In his letter to KCBOE, Jacobs also made the argument that officers in schools and other systems – like school-based interventions, threat assessment programs, comprehensive counseling, and student support programs – didn’t have to be mutually exclusive. To bolster his claim, Jacobs reminded the board that he’d committed $3.1 million for school social and emotional services in the upcoming budget.
Jacobs suggested that KCBOE get input from their constituents – not a consulting firm.
“I agree that conversations about these campus-specific school arrangements should include public participation, but paying an outside consulting firm to do this work is a waste of taxpayer dollars,” wrote Jacobs. “The voters elected each of the board members to represent one of our nine school districts. As such, the most reasonable course of action is for constituents to share their concerns and ideas with school board members so that the board can engage in thoughtful discussion and make well-informed policy decisions; not pass that responsibility to a third party at taxpayer expense.”
The Tennessee Star inquired with the mayor’s office why he believed the board is pushing to hire a facilitator. They didn’t respond by press time.
As The Star reported, Knoxville Mayor Indya Kincannon announced last month that she was effectively removing officers from Knoxville schools by terminating their memorandum of agreement (MOA) between the Knoxville Police Department (KPD) and Knox County Schools (KCS). The announcement came suddenly, and without the knowledge of KCBOE members or KCS Superintendent Bob Thomas. Kincannon’s decision came shortly after the officer-involved shooting of high school student Anthony Thompson, Jr., at Austin-East Magnet High School.
KCBOE convened for a work session on Wednesday to discuss the potential hire of a facilitator.
KCBOE member Daniel Watson said that the mayor didn’t understand what KCBOE was trying to accomplish in its proposal. He added that the cost would be “pennies on the dollar for every student” and emphasized that it would be minimal. Board member Jennifer Owen pointed out that the board hadn’t incurred travel expenses last year; she and several others noted that funds could be reallocated to pay for the facilitator.
Watson and other members characterized the consulting firm as a mediator between KCBOE and the community as they review the MOA.

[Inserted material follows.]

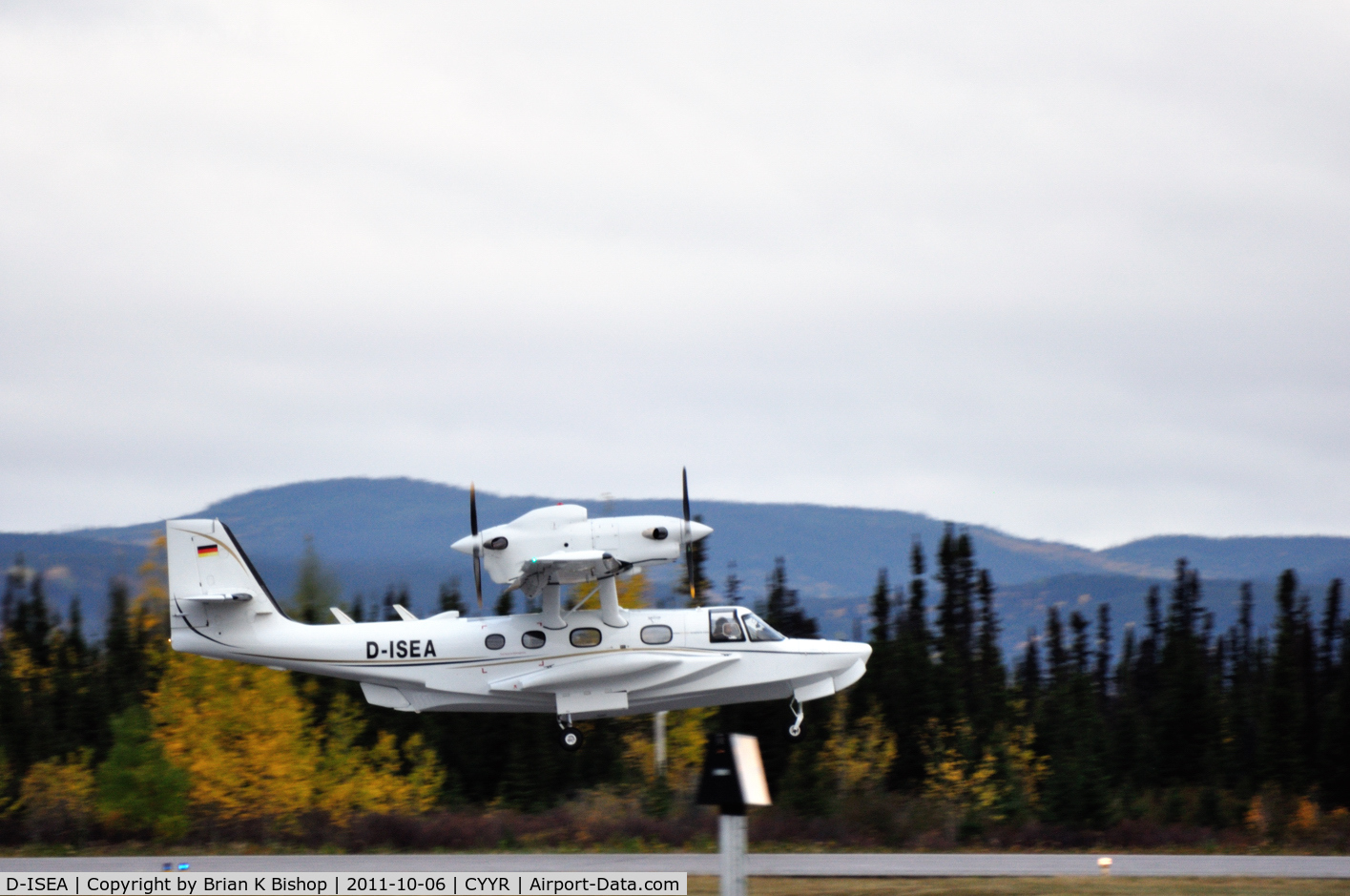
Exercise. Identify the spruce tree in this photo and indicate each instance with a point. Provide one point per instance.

Thomas confirmed during the work session that he and other school officials had a meeting Thursday with Kincannon to discuss revival of the MOA.
Board member Mike McMillan requested that Thomas urge Kincannon to give him and KCBOE a definitive answer on the viability of renewing the MOA. Thomas said that if Kincannon didn’t give a definitive answer during their meeting, that they would take her non-answer as a “no.”
McMillan agreed that it wasn’t a large amount of money, but contended that it wasn’t the amount but the principle of the matter: that the members should be able to make decisions without a facilitator between them and their constituents. Board member Betsy Henderson agreed with that assessment.
KCBOE is scheduled to formally review and vote on the hire of an outside consultant next Wednesday during their full board meeting.